Han sent the shuttle hurtling away from the battle. “You’re right, Your Worship, they got a tracer on the Aegis. That’s the only way they found it and us so fast.”
“She’s breathing okay,” Luke told Leia, answering her question. “But we need to get her some help fast. I couldn’t find a medkit anywhere on board.”
Leia could still hear the Aegis’s bridge. Someone reported that the corvette had engaged the other pirates, unintentionally teaming up with the Aegis and confusing the situation further. Listening, Luke said, “The Imperials must think the pirates are Alliance ships.”
The shuttle fell toward the planet’s g
ravity well, shuddering as it hit the upper atmosphere. They were close enough to make out the gray plains and the ridges that marked the ruined city. Luke leaned forward to type a course into the shuttle’s nav screen. “This is where the Falcon is, if it’s still there.”
“If?” Han managed to get a world of appalled recrimination into that one word.
From the back, Chewbacca groaned.
“Hey, I was stunned,” Luke protested. “I don’t know what happened. But I code-locked the hatch, and C-3PO was in there, so Itran couldn’t get back inside.”
“Why didn’t he call the Aegis?” Leia asked, over some expressive cursing from Han that they didn’t have time for.
Luke shook his head. “I was having trouble with the comm after I landed. I think the field is stronger on the surface; he probably couldn’t get a signal through.”
Following Luke’s directions, Han brought the shuttle down over the empty stone city, past shattered towers and circular streets covered by sand drifts and vegetation. As the Millennium Falcon came into sight, still parked on the plaza where Luke had left it, there was a collective sigh of relief. Leia felt her heart unclench for Han and Chewie’s sake, and for Sian. The Falcon had enough medical supplies on board to treat a blaster burn and stabilize her, at least until they could get her to the fleet.

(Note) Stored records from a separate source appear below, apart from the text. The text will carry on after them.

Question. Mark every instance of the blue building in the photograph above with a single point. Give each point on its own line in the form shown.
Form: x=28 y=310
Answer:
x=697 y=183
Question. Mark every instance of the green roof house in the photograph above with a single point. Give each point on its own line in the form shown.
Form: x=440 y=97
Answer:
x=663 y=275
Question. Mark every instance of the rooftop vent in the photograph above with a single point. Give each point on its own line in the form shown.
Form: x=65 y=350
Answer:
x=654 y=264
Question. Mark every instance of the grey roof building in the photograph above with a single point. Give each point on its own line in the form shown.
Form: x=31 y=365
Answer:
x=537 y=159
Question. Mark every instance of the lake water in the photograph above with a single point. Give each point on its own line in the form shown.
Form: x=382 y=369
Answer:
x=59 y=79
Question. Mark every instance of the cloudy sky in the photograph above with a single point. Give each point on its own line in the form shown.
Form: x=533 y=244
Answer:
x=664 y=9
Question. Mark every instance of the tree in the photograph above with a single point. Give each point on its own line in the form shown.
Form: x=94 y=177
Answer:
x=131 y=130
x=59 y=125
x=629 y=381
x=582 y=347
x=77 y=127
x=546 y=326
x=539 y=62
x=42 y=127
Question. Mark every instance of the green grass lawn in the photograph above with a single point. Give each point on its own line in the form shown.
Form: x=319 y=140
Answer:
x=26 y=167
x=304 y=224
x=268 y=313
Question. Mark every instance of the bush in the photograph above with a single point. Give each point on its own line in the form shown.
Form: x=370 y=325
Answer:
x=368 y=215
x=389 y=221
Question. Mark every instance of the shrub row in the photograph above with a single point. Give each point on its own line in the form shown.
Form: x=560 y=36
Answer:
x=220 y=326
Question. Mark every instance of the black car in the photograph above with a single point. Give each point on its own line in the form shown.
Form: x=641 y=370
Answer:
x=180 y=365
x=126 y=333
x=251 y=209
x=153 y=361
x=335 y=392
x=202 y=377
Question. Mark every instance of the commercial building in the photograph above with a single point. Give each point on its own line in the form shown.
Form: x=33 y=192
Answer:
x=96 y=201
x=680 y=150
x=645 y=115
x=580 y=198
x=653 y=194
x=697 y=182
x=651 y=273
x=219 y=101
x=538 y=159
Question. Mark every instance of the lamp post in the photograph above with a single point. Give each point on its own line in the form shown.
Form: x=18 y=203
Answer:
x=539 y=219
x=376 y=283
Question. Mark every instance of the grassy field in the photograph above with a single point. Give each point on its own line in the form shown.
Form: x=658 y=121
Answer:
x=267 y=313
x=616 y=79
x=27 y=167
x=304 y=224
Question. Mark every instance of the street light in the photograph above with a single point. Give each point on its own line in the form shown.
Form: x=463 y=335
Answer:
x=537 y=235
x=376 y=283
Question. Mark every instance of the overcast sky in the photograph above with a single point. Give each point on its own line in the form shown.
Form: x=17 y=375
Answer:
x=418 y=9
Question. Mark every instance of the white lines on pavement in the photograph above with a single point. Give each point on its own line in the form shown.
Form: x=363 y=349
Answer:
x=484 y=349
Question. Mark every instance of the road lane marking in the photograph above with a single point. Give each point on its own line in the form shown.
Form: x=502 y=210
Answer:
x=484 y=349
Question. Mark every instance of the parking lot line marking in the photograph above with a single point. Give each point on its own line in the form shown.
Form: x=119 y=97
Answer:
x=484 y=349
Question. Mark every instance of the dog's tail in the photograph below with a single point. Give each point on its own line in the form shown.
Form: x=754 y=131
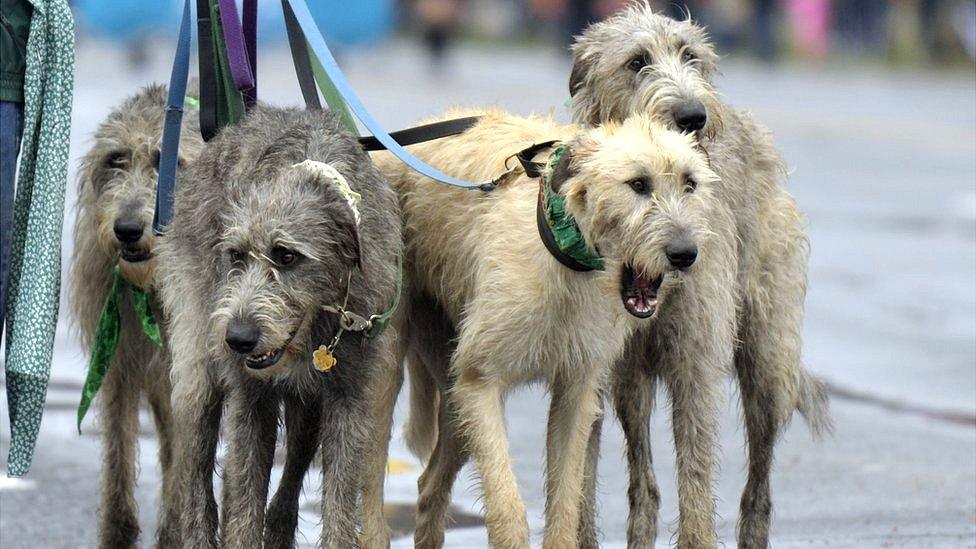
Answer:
x=814 y=404
x=421 y=429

Han landed the shuttle nearby and they hurriedly disembarked. Sian was conscious but in pain, and Luke carried her into the Falcon while Han ran ahead to start prepping the ship for a fast launch. The hatch slid open as he reached the ramp, revealing the gold droid. C-3PO said, “Oh, you’re back! I was so worried! And I think Master Itran has been behaving very suspiciously.”

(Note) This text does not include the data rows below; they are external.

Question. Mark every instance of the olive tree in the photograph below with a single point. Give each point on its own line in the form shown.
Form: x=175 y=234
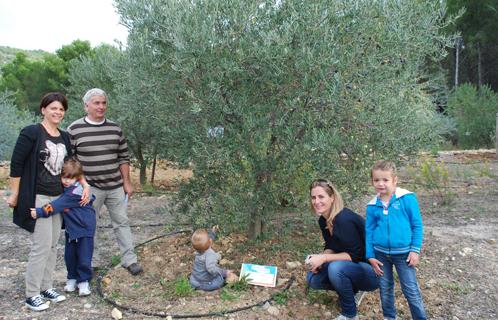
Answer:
x=280 y=92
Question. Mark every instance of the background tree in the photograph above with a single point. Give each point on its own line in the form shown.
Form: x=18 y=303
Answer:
x=474 y=111
x=30 y=79
x=477 y=26
x=297 y=90
x=11 y=122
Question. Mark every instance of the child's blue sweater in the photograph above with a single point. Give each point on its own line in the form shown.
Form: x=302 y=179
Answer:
x=80 y=221
x=397 y=230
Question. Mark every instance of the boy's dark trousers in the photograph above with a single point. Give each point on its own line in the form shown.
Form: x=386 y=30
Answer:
x=78 y=256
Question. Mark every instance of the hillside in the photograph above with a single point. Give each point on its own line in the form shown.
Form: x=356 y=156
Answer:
x=7 y=54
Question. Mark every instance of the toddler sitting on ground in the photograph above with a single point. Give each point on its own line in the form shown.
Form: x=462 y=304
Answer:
x=206 y=274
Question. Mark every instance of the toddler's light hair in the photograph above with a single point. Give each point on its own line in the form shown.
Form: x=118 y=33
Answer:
x=384 y=165
x=72 y=169
x=200 y=240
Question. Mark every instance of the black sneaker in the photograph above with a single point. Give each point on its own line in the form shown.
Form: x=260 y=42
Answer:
x=36 y=303
x=52 y=295
x=134 y=268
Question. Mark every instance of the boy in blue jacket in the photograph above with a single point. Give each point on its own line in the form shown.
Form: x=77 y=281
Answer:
x=394 y=235
x=80 y=224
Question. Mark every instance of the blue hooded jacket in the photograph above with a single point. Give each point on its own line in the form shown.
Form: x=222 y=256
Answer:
x=396 y=230
x=80 y=221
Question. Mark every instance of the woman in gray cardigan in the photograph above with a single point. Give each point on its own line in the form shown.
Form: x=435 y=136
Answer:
x=35 y=170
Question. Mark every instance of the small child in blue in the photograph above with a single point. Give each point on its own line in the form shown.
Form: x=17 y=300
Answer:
x=80 y=224
x=394 y=235
x=206 y=274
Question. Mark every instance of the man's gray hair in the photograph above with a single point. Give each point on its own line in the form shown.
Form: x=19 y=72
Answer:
x=92 y=93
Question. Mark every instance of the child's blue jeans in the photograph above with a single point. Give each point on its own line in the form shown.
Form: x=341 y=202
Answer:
x=346 y=278
x=78 y=256
x=408 y=280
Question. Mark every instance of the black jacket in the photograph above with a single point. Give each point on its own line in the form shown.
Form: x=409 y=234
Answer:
x=24 y=164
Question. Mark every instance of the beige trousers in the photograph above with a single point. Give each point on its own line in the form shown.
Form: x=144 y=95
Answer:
x=43 y=255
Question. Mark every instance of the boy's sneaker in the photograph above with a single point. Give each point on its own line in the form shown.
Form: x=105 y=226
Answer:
x=358 y=297
x=341 y=317
x=84 y=289
x=134 y=268
x=53 y=295
x=70 y=285
x=36 y=303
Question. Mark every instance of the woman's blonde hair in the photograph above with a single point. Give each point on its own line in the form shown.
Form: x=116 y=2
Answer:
x=337 y=204
x=200 y=240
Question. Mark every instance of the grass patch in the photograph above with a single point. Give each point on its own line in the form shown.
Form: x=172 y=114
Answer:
x=115 y=260
x=178 y=288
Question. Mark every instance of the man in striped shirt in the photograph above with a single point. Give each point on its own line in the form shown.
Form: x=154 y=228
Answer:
x=100 y=146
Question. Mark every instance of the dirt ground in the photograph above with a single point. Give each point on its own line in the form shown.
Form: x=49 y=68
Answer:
x=458 y=273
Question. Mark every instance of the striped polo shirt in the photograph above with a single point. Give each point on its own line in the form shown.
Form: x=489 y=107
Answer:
x=101 y=149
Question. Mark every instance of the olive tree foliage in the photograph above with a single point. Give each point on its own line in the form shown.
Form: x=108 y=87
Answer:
x=296 y=90
x=148 y=107
x=93 y=71
x=12 y=120
x=137 y=96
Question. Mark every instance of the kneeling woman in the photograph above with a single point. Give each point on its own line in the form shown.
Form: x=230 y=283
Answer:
x=342 y=266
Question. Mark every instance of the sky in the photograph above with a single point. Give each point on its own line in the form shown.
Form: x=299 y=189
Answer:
x=49 y=24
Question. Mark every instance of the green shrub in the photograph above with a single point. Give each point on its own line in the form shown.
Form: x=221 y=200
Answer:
x=475 y=114
x=434 y=177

Han shouldered past them and Leia said, “Thank you, C-3PO. Please get the emergency medical station ready, we have wounded.”
“At once, Your Highness. Oh, but where is R2?”
“He’s fine. He’s with General Willard, heading back to the fleet,” Leia told him. Relieved, C-3PO hurried away as Chewbacca dragged Itran out of the shuttle. Once they were all safely inside the ship, Leia left Luke getting Sian settled on a bunk and went to the cockpit.